In the suit, filed Wednesday in New York County Supreme Court, an attorney for Jennifer Araoz, 32, said Epstein repeatedly sexually assaulted her when she was 14 and 15 years old.
"Today, I am starting to reclaim my power," Araoz told reporters Wednesday, according to NPR News.
Araoz sued Ghislaine Maxwell, Epstein's former girlfriend and longtime confidant, Epstein's estate and three unnamed staff members who were identified as a recruiter, a secretary and a maid.
"Epstein never operated alone," Araoz said in an op-ed published Wednesday by The New York Times. "He had a ring of enablers and surrounded himself with influential people."
Maxwell has previously denied any wrongdoing.
Araoz said she was a freshman in high school when she was approached by a recruiter who eventually convinced her to meet Epstein at his mansion Manhattan, where the alleged sexual abuse took place.
The lawsuit was the first to be filed by any of Epstein's accusers since his death Saturday in a federal jail in New York. Epstein had been awaiting trial on sex trafficking charges.
Prosecutors said Epstein sexually exploited and abused dozens of girls as young as 14 at his homes in New York and Florida between 2002 and 2005. He previously avoided significant jail time and federal prosecution in 2008, when he agreed to plead guilty to a pair of lesser charges after he was accused of molesting girls in Palm Beach County, Florida. He served 13 months in jail and agreed to register as a sex offender as part of the deal.
Despite Epstein's death, authorities vowed to continue investigating his alleged sex trafficking ring. Investigators on Monday raided his private island in the U.S. Virgin Islands, the Miami Herald reported. Epstein allegedly trafficked girls for sex on the island, which has sometimes been called "pedophile island" in the wake of his 2008 prosecution, the Herald reported.

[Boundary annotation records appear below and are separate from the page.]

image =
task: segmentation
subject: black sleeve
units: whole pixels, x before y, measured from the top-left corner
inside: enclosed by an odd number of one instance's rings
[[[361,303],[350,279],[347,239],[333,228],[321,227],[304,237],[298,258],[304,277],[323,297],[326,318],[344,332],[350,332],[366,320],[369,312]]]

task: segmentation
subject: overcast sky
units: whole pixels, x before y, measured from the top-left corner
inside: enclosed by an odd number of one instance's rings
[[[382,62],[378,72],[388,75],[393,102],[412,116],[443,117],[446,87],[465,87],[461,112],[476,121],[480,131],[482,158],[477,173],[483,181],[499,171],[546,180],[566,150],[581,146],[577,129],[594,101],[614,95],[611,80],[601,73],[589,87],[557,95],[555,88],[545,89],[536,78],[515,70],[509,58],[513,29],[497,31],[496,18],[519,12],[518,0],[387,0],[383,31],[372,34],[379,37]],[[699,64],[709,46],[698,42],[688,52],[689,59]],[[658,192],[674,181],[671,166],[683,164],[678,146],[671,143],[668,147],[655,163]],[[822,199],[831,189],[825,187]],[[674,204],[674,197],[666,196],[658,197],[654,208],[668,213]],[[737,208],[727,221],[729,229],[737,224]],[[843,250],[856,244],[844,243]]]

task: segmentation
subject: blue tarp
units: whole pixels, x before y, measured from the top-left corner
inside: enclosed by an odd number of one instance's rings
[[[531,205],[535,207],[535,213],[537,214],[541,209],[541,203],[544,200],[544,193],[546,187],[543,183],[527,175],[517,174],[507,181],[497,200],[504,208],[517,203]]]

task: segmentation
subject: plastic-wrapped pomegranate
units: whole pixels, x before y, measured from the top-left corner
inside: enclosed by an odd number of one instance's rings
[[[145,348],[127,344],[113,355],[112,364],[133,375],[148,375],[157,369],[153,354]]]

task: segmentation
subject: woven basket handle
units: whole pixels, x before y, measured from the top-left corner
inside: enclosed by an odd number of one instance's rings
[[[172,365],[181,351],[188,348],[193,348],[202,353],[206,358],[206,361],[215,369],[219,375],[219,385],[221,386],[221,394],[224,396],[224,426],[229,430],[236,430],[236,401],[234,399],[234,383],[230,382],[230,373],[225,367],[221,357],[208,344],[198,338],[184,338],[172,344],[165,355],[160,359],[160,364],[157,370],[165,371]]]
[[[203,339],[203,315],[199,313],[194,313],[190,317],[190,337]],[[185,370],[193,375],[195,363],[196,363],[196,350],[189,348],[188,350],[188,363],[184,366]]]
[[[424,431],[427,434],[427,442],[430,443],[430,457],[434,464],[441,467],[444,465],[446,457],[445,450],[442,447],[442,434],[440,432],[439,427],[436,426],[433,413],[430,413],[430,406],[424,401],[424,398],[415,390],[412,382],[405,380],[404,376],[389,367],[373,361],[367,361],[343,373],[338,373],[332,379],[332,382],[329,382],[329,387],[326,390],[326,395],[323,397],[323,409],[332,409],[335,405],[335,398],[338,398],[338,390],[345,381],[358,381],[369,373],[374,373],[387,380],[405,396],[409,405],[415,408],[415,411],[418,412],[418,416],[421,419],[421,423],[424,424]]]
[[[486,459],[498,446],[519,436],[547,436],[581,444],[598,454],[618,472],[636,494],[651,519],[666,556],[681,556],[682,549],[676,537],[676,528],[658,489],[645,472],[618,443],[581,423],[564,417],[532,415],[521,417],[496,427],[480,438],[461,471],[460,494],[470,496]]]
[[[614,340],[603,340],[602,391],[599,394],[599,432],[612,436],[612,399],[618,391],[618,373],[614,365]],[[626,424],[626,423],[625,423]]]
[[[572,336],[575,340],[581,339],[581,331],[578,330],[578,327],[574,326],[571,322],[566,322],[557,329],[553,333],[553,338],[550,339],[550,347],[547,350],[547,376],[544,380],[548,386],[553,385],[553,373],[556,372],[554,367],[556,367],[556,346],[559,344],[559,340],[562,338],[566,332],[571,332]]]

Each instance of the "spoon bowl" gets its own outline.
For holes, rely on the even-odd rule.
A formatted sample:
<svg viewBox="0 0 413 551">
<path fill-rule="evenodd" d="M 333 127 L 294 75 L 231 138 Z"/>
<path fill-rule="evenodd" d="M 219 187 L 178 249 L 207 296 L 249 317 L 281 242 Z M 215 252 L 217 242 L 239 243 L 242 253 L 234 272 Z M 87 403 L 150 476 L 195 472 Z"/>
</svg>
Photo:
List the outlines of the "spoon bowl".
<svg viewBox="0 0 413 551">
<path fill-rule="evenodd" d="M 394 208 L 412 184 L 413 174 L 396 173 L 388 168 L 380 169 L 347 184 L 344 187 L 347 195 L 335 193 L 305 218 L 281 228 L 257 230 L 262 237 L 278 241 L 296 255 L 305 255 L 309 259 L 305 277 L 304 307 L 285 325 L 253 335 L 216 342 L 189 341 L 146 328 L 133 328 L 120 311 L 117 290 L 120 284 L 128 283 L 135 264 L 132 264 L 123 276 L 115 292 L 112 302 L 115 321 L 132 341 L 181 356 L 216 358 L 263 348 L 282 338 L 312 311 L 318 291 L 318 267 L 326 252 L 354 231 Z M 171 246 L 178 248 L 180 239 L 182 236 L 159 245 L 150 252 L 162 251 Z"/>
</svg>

The lawsuit filed by Araoz is one of many expected to be filed by Epstein's accusers after a new state law went into effect in New York on Wednesday, according to The Associated Press. The law opens a one-year window for sex abuse victims to bring cases against their alleged abusers in instances that otherwise would have fallen outside the state's strict statute of limitations, The Washington Post reported.